Badovinac’s contribution reflected on the specificity of the archives built by some Eastern European artists about the 1990s, especially about the wars in the Balkans, and on the question of the impact that artists’ archives have on changing the understanding of historicizing, and consequently, of the museum.
In Eastern Europe, the transition from socialism to capitalism raised great expectations in many people, and hopes for a better life and more democracy. We awoke only later to the fact that, along with socialism, we had also lost security and a society of solidarity. At first, we were also not greatly affected by the loss of the shared cultural spaces of multinational states, such as the Soviet Union, Czechoslovakia and Yugoslavia; it was another loss we became aware of belatedly – when we first started using the Internet the whole world seemed to be at our fingertips. Of course, the matter was completely different when it came to the loss of lives in nationalistic wars on the territory of the former Yugoslavia – that loss struck us immediately and it struck us hard.

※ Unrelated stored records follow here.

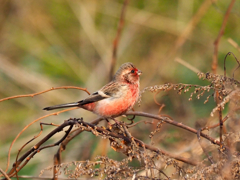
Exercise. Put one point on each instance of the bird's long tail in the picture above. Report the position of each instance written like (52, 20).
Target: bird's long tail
(74, 104)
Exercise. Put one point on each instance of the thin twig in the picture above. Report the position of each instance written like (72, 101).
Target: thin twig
(4, 174)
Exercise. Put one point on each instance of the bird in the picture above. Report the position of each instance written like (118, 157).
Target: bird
(115, 98)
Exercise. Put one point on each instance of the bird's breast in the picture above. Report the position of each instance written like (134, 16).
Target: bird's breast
(118, 104)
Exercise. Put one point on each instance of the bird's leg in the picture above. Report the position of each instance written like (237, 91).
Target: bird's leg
(109, 124)
(117, 122)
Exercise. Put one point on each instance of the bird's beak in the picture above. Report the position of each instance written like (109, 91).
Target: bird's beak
(139, 72)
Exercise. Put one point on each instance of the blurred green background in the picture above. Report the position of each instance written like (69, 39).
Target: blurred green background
(56, 43)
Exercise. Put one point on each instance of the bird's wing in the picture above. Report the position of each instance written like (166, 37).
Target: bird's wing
(109, 90)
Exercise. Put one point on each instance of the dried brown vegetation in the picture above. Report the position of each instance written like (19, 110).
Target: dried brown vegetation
(150, 143)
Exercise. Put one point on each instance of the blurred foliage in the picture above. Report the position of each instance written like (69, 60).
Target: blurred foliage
(55, 43)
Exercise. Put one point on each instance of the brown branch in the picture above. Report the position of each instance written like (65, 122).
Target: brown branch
(116, 40)
(128, 140)
(27, 126)
(169, 121)
(62, 147)
(4, 174)
(37, 148)
(205, 152)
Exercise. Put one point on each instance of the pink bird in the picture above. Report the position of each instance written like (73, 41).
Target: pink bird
(113, 99)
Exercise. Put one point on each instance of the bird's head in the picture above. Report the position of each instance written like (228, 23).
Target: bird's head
(128, 73)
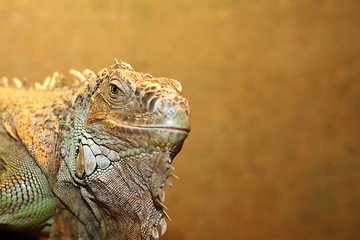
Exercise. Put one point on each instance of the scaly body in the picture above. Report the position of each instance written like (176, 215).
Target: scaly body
(91, 159)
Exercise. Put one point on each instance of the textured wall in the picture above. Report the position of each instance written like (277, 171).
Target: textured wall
(274, 88)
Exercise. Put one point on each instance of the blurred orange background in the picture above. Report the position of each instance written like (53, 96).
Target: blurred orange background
(274, 88)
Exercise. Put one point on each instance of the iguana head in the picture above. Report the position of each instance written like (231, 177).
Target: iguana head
(135, 125)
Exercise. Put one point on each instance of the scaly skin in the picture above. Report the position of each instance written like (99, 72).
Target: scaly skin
(94, 157)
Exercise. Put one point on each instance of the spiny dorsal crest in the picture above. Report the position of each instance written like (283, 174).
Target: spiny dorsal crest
(58, 80)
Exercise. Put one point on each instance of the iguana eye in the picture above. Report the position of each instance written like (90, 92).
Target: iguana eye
(114, 89)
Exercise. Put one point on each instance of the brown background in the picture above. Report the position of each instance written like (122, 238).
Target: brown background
(274, 87)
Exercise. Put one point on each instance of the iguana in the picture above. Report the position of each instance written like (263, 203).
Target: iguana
(90, 160)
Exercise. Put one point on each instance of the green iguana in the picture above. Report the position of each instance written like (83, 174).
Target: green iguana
(91, 160)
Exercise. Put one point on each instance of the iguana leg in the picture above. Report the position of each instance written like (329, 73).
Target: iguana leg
(26, 200)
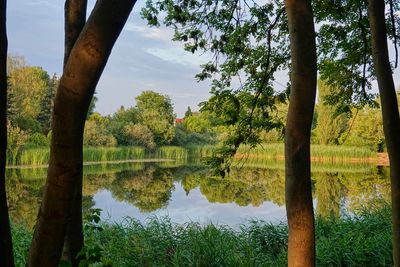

The statistics point to a big loss that indirectly refers also to the loss of memory, the memory of those who are not here anymore, and also the memory of things, the material evidence that disappeared. There was also a growing awareness that history – inasmuch as it had been framed at all – was already stolen. All of this contributed to the strong impulse to archive that arose in art in the 1990s. At the same time, there was this postmodern thought everywhere that we might lose the authenticity of our memories.